The ECP has to be able to undertake the “first point contact” role and to achieve this, the person must be able to undertake and interpret the findings gained during a formal history taking and comprehensive and appropriate examination. However, the system will have gained little if at that point the patient is merely referred to some other clinician or agency. The ECP has to be able to start simple investigations and to provide explanation to the patient together with starting a treatment management plan, some of which the ECP must be able to provide.

From this comparatively simple description I suspect many different perceptions of this new person will have been acquired and they are probably all correct. However, go and challenge your vision again, but this time look for the reasons why the virtual image may fade as we turn it into reality.
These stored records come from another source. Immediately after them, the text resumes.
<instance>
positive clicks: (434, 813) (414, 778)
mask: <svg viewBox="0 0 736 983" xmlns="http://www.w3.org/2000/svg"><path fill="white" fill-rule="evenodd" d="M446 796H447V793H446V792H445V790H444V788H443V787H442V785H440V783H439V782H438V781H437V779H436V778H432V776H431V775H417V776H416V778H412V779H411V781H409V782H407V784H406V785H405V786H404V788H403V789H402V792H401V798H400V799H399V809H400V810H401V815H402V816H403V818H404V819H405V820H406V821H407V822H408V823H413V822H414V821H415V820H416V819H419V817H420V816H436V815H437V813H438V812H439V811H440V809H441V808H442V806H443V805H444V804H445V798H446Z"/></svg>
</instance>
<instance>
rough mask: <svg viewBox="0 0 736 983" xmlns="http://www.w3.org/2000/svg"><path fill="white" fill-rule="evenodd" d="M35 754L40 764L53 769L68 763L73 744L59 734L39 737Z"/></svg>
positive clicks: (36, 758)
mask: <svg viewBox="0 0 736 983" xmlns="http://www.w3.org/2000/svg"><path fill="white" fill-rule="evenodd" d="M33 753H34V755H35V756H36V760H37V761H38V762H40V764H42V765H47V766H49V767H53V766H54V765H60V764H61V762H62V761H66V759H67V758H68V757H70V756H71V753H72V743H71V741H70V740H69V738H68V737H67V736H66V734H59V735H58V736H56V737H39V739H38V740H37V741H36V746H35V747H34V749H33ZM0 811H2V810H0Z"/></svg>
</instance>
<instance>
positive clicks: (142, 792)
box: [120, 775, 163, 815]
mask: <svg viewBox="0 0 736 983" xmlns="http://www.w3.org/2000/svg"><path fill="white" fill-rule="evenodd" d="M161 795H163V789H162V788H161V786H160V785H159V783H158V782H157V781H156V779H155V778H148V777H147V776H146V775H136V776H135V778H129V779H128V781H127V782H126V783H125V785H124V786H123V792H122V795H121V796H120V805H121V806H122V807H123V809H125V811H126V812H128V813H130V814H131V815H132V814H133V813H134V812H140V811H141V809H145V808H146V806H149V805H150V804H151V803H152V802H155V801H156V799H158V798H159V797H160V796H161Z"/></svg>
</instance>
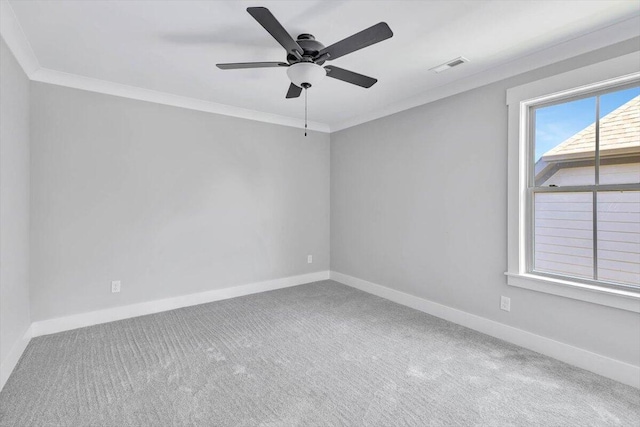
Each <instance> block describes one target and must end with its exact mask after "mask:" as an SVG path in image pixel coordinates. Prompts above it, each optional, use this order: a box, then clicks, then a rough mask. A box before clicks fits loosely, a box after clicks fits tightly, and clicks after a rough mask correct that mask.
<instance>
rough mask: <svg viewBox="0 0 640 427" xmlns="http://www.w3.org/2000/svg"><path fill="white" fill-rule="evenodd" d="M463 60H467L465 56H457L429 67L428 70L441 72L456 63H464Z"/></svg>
mask: <svg viewBox="0 0 640 427" xmlns="http://www.w3.org/2000/svg"><path fill="white" fill-rule="evenodd" d="M465 62H469V60H468V59H467V58H465V57H464V56H459V57H457V58H455V59H452V60H451V61H447V62H445V63H444V64H441V65H438V66H437V67H433V68H431V69H430V70H429V71H435V72H436V73H441V72H443V71H445V70H448V69H449V68H453V67H457V66H458V65H461V64H464V63H465Z"/></svg>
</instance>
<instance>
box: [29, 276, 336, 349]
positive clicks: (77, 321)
mask: <svg viewBox="0 0 640 427" xmlns="http://www.w3.org/2000/svg"><path fill="white" fill-rule="evenodd" d="M328 278H329V272H328V271H319V272H317V273H309V274H302V275H299V276H291V277H284V278H281V279H274V280H267V281H264V282H256V283H250V284H247V285H241V286H233V287H229V288H224V289H216V290H213V291H206V292H200V293H197V294H189V295H182V296H178V297H173V298H166V299H161V300H155V301H149V302H143V303H139V304H131V305H125V306H121V307H114V308H108V309H104V310H97V311H91V312H88V313H81V314H75V315H71V316H65V317H58V318H54V319H47V320H41V321H38V322H33V323H32V324H31V332H32V335H33V336H34V337H38V336H41V335H49V334H54V333H56V332H62V331H68V330H71V329H77V328H83V327H85V326H91V325H97V324H100V323H107V322H113V321H116V320H122V319H129V318H131V317H138V316H144V315H146V314H153V313H159V312H161V311H167V310H175V309H176V308H182V307H189V306H192V305H198V304H205V303H208V302H213V301H220V300H224V299H229V298H235V297H240V296H243V295H249V294H255V293H259V292H265V291H271V290H274V289H281V288H287V287H290V286H297V285H302V284H305V283H310V282H317V281H319V280H327V279H328Z"/></svg>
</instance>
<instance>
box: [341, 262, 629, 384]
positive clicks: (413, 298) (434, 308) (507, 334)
mask: <svg viewBox="0 0 640 427" xmlns="http://www.w3.org/2000/svg"><path fill="white" fill-rule="evenodd" d="M330 275H331V280H335V281H336V282H340V283H342V284H345V285H347V286H351V287H353V288H356V289H360V290H361V291H364V292H367V293H370V294H373V295H376V296H379V297H382V298H385V299H388V300H390V301H393V302H396V303H398V304H402V305H405V306H407V307H411V308H413V309H416V310H420V311H423V312H425V313H428V314H431V315H433V316H436V317H440V318H441V319H445V320H448V321H450V322H453V323H457V324H459V325H462V326H465V327H467V328H469V329H473V330H476V331H478V332H482V333H483V334H487V335H491V336H493V337H496V338H499V339H501V340H504V341H508V342H510V343H513V344H516V345H519V346H521V347H524V348H528V349H530V350H533V351H535V352H538V353H541V354H544V355H546V356H550V357H553V358H554V359H558V360H561V361H563V362H565V363H568V364H570V365H574V366H577V367H579V368H582V369H586V370H588V371H591V372H594V373H596V374H598V375H602V376H604V377H607V378H611V379H613V380H615V381H619V382H621V383H624V384H628V385H630V386H633V387H636V388H640V367H639V366H635V365H631V364H629V363H625V362H621V361H619V360H616V359H612V358H610V357H606V356H602V355H600V354H596V353H593V352H590V351H588V350H584V349H582V348H578V347H574V346H572V345H569V344H565V343H562V342H560V341H556V340H552V339H550V338H546V337H543V336H540V335H536V334H533V333H531V332H527V331H524V330H522V329H518V328H514V327H513V326H508V325H505V324H504V323H500V322H496V321H494V320H489V319H487V318H484V317H481V316H476V315H475V314H471V313H467V312H465V311H462V310H457V309H455V308H451V307H447V306H445V305H442V304H438V303H435V302H432V301H429V300H426V299H424V298H420V297H417V296H414V295H410V294H407V293H404V292H401V291H397V290H395V289H391V288H387V287H385V286H382V285H378V284H375V283H372V282H368V281H366V280H362V279H358V278H357V277H352V276H348V275H346V274H342V273H338V272H336V271H331V273H330Z"/></svg>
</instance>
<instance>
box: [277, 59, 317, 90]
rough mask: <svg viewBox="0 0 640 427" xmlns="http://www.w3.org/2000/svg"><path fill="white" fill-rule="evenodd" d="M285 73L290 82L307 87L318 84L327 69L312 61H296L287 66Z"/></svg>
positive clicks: (297, 85)
mask: <svg viewBox="0 0 640 427" xmlns="http://www.w3.org/2000/svg"><path fill="white" fill-rule="evenodd" d="M287 75H288V76H289V80H291V83H293V84H294V85H296V86H298V87H301V88H305V89H307V88H309V87H312V86H315V85H316V84H318V83H319V82H320V81H321V80H322V79H323V78H324V77H325V76H326V75H327V71H326V70H325V69H324V68H322V67H321V66H320V65H318V64H314V63H313V62H298V63H296V64H292V65H291V66H289V68H287Z"/></svg>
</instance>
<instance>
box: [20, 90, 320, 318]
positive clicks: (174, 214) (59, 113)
mask: <svg viewBox="0 0 640 427" xmlns="http://www.w3.org/2000/svg"><path fill="white" fill-rule="evenodd" d="M283 102H284V100H283ZM31 115H32V128H31V131H32V133H31V249H32V250H31V309H32V317H33V320H34V321H37V320H42V319H49V318H53V317H58V316H65V315H72V314H76V313H81V312H87V311H92V310H97V309H103V308H108V307H114V306H120V305H125V304H131V303H136V302H143V301H151V300H154V299H159V298H166V297H172V296H177V295H184V294H189V293H195V292H202V291H208V290H213V289H219V288H225V287H230V286H234V285H241V284H245V283H251V282H256V281H262V280H269V279H276V278H281V277H287V276H292V275H298V274H305V273H310V272H314V271H321V270H327V269H328V268H329V136H328V135H327V134H322V133H316V132H310V134H309V136H308V137H306V138H305V137H304V133H303V131H302V130H301V129H295V128H290V127H284V126H277V125H271V124H266V123H260V122H255V121H249V120H243V119H236V118H231V117H226V116H219V115H214V114H208V113H203V112H198V111H192V110H186V109H181V108H174V107H168V106H163V105H158V104H152V103H147V102H142V101H135V100H131V99H124V98H118V97H114V96H108V95H103V94H96V93H91V92H85V91H80V90H75V89H69V88H65V87H60V86H53V85H48V84H42V83H32V86H31ZM308 254H312V255H313V261H314V262H313V264H307V255H308ZM111 280H121V281H122V292H121V293H120V294H112V293H111V291H110V284H111Z"/></svg>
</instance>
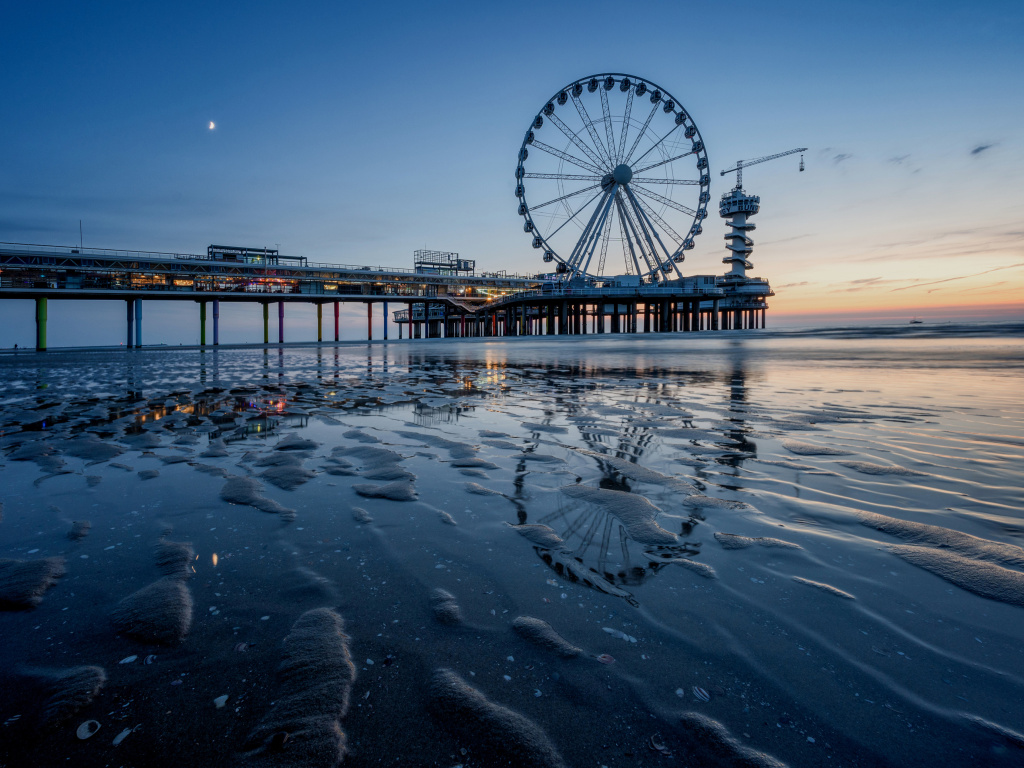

Problems with implementing this new practitioner most effectively still remain, drug provision being the most obvious, but none are insurmountable.

It is the end product that must be clearly defined. Educational pathways must be refined to support these developments and must link to core programmes. There is a chance here to promote the undergraduate (before registration) and postgraduate (after registration) components of a career pathway. This would enable those who wish to work at some point in their clinically active life in the out of hospital or in-hospital fields to rotate into different roles with only minor additional development in modular form from a common core knowledge set acquired in basic ECP training. This would have clear service and individual benefits compared with the current more secular training courses.

Finally, how will success be recognised or gauged? No single organisation will be able, except in very parochial terms, to evaluate this new role. We will require central funding and academic university department assistance to undertake this evaluation work. But it will have to include scrutiny of the ECP educational development, the patients’ perspective, the ECP’s effect on the whole system of health delivery—both primary and secondary—and the benefits accrued by the individual clinicians involved.